Dans mon livre, je trace une ligne entre les premiers travaux d’Abed au Bangladesh, basés sur la pédagogie critique influencée par le marxisme de Paulo Freire, et la recherche actuelle sur le pouvoir de l’espoir, qui est fondée sur la recherche économique suggérant que l’activation de la confiance en soi des gens… c’est-à-dire leur donner l’espoir qu’un monde meilleur est possible et qu’eux-mêmes ont le pouvoir de le réaliser – peut conduire à des améliorations matérielles qui ne peuvent être expliquées par quoi que ce soit d’autre, que ce soit des transferts monétaires, une formation ou des dons de chèvres ou poulets. Quand on rencontre une femme comme Shahida Begum, qui a effectué un travail éreintant en transportant de la boue pour quelques centimes par jour avant de devenir éleveuse de chèvres professionnelle grâce à un programme de «diplôme» du BRAC, on ne peut s’empêcher de remarquer sa confiance en soi, voire sa fanfaronnade. Le bon sens peut suggérer que cette confiance découle de l’amélioration matérielle de sa vie. La recherche suggère que la causalité pourrait en fait aller dans la direction opposée : c’est sa confiance retrouvée qui l’a amenée à sortir de la pauvreté.

De nombreux programmes du BRAC – et, de plus en plus, d’autres interventions fondées sur des données probantes – reposent sur le renforcement de la confiance et de la vision de l’avenir des personnes pour les aider à sortir de la pauvreté. L’approche de graduation utilisée avec Shahida Begum dépend du fait que les participants reçoivent un encadrement régulier du personnel pour renforcer la confiance et les aider à traduire leur vision d’un avenir sans pauvreté en étapes réalistes. Le programme d’autonomisation des filles de BRAC en Afrique, Empowerment and Livelihood for Adolescents, repose en partie sur l’enseignement aux filles et aux jeunes femmes des «compétences non techniques» socio-émotionnelles qui sont si essentielles à une vie adulte épanouie. Plusieurs essais contrôlés randomisés (ECR) démontrent l’efficacité du programme, y compris une augmentation de 48 % de la génération de revenus à l’échelle du village, tirée presque entièrement par un plus grand travail indépendant. Un ECR sur un programme de formation pour entrepreneurs au Togo – pas un programme BRAC, mais certainement basé sur la science de l’espoir – montre qu’un nouveau programme de formation entrepreneuriale qui s’appuie sur des mécanismes psychologiques pour stimuler l’initiative personnelle bat en fait une formation commerciale plus traditionnelle en termes de d’augmenter les ventes et les bénéfices.

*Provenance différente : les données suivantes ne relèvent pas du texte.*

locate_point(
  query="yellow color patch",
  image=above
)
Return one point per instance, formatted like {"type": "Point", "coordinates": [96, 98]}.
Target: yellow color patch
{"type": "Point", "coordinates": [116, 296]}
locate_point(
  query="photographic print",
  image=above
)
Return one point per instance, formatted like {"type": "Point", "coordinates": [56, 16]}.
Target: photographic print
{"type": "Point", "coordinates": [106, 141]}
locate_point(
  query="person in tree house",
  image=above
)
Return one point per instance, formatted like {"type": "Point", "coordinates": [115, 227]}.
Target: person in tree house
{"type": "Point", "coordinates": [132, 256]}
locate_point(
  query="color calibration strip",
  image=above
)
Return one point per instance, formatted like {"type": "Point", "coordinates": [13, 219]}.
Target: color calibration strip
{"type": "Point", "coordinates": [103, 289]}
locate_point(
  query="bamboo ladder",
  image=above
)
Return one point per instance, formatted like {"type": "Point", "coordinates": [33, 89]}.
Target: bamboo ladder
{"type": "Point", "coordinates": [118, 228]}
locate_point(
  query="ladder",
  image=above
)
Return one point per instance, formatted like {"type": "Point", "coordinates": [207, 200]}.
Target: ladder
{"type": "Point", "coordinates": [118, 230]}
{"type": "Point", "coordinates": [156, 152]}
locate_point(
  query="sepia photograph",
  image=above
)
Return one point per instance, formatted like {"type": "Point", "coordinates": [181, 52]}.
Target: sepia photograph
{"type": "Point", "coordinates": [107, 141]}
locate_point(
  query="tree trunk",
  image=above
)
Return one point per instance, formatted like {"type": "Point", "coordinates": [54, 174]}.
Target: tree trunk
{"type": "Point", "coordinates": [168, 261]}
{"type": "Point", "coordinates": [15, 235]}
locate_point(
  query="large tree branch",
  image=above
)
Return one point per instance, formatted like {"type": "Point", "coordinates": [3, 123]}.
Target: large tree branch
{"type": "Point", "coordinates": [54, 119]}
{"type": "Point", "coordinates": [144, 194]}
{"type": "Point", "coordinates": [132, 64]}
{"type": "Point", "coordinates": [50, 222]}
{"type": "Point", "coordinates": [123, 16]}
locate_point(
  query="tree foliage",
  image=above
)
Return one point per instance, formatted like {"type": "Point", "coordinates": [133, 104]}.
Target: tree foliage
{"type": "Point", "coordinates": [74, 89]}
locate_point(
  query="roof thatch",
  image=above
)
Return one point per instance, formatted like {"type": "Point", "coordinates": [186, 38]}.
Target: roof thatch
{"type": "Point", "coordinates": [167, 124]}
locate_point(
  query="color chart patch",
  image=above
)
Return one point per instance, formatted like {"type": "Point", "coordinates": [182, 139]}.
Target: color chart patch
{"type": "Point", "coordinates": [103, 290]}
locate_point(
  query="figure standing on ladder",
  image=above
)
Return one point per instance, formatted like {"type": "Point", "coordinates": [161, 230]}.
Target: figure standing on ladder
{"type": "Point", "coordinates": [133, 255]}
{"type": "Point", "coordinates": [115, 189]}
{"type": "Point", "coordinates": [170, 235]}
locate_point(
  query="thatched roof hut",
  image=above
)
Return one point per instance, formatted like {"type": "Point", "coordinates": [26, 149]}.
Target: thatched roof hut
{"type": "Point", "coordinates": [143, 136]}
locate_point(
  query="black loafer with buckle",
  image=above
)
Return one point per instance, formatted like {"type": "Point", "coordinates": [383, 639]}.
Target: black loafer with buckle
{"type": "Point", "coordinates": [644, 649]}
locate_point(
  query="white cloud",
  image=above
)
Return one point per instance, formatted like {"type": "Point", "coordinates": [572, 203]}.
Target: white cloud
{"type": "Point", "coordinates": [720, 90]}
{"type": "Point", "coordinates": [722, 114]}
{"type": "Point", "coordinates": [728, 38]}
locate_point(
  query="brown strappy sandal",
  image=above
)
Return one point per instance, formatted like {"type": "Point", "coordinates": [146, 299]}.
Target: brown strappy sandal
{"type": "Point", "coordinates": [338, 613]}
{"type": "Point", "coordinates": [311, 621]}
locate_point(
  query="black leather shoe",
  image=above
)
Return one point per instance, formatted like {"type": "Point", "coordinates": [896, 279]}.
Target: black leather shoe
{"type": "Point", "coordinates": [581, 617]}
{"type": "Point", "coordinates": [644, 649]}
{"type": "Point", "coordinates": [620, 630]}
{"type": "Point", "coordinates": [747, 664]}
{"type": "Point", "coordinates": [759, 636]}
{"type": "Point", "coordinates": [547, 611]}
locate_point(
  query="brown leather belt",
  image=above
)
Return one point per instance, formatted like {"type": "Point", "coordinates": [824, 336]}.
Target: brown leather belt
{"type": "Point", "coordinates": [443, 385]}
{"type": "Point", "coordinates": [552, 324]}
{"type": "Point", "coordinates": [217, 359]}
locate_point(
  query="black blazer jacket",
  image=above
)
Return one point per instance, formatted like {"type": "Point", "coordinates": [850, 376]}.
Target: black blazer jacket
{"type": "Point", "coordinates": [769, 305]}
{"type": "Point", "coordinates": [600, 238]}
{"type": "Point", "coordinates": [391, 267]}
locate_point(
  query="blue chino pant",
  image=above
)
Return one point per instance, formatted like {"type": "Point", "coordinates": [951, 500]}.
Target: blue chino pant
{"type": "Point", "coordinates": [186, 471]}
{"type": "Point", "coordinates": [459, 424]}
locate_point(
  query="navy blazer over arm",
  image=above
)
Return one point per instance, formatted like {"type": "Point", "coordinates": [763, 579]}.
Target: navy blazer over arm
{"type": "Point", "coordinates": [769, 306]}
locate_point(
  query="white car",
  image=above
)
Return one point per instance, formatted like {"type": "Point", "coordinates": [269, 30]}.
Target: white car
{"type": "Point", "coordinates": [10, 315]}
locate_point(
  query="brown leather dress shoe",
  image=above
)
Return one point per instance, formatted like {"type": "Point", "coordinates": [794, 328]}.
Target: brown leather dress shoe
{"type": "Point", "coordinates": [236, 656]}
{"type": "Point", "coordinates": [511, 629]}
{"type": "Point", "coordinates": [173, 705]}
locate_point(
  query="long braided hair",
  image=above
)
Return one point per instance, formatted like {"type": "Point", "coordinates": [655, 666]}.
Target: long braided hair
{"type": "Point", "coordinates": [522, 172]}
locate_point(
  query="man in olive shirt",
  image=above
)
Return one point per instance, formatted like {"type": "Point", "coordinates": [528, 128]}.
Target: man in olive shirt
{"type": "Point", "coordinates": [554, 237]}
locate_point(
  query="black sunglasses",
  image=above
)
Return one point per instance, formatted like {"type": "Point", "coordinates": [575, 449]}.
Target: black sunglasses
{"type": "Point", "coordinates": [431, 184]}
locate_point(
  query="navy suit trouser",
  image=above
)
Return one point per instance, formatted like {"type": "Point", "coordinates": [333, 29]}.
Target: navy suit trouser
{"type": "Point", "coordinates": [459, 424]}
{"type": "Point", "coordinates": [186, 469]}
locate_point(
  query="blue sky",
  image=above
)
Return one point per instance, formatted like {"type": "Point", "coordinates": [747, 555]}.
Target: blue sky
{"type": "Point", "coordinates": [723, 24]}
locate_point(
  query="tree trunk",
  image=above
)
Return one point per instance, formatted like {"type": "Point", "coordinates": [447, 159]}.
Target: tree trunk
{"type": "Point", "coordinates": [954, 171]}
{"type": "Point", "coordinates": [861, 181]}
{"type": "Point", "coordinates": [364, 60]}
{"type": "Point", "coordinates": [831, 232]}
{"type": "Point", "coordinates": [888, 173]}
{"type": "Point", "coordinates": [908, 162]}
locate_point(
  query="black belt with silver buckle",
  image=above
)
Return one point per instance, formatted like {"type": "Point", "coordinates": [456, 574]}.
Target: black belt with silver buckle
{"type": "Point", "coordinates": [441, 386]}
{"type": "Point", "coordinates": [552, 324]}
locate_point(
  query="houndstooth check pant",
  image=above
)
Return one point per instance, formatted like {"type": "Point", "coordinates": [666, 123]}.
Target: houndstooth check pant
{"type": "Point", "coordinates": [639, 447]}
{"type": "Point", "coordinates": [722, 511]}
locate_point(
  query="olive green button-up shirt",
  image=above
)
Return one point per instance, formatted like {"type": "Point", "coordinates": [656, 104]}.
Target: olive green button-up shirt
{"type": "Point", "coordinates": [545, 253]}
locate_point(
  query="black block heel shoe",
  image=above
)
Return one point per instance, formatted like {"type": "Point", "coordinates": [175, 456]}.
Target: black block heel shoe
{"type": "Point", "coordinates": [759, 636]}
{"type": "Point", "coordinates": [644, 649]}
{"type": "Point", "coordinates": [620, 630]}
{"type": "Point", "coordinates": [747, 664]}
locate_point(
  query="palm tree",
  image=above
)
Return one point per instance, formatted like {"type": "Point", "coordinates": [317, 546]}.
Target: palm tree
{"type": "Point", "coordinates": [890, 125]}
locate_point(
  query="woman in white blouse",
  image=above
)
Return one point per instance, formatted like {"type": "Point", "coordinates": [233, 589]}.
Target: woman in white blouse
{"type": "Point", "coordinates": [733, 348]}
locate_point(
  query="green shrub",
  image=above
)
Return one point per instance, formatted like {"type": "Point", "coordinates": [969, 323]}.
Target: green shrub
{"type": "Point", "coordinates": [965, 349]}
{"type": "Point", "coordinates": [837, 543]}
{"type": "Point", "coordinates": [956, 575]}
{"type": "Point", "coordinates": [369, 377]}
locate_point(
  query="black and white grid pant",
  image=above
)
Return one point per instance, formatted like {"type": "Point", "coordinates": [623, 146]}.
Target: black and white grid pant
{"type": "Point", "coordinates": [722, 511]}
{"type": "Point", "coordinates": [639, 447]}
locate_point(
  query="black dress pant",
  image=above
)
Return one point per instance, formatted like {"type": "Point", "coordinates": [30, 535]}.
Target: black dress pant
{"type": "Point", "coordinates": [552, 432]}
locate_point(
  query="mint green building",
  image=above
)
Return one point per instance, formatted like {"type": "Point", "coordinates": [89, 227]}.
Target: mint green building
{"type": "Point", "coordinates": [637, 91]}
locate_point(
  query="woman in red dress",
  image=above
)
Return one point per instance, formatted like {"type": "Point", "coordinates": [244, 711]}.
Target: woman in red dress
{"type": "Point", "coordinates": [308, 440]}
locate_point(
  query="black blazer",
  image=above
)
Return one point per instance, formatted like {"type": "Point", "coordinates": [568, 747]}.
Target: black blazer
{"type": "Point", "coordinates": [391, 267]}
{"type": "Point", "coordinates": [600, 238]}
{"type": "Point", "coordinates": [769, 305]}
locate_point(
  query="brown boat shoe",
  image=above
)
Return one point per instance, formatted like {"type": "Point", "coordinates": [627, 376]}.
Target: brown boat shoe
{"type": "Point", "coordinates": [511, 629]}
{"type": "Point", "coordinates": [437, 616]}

Abed a appelé cela « la science de l’espoir ». Certes, l’espoir seul ne mettra pas de nourriture sur la table, c’est pourquoi Abed s’est aventuré dans des services comme la microfinance et les soins de santé, plutôt que de s’en tenir à la sensibilisation freirienne, comme certains de ses premiers collègues le voulaient.

Abed est décédé en décembre 2019, quelques mois seulement avant que l’épidémie de coronavirus ne change une grande partie de la vie telle que nous la connaissons. On ne peut s’empêcher de se demander ce qu’il ferait du monde d’aujourd’hui s’il avait vécu pour le voir. Abed aurait conservé son optimisme. On craignait, au début de la pandémie, que le COVID-19 n’efface des décennies de gains dans la lutte pour éradiquer la pauvreté. Les projections actuelles sont plus optimistes, bien qu’inégales ; la pauvreté mondiale a repris sa trajectoire descendante pré-pandémique, bien que la pauvreté en Afrique augmente à nouveau. Abed soulignerait probablement que les personnes aux prises avec la pauvreté, en particulier les femmes, ont tendance à avoir plus de résilience que nous ne l’imaginons souvent, et bien plus que les personnes plus riches en général. Il nous exhortait à travailler dur pour maintenir en vie l’agenda « Ne laisser personne de côté », car il n’avait pas beaucoup de patience pour les certitudes historiques, et encore moins la fin de l’extrême pauvreté. Mais il le ferait non pas par désespoir croissant, mais par sa conviction que l’espoir lui-même peut nous aider à construire un monde meilleur.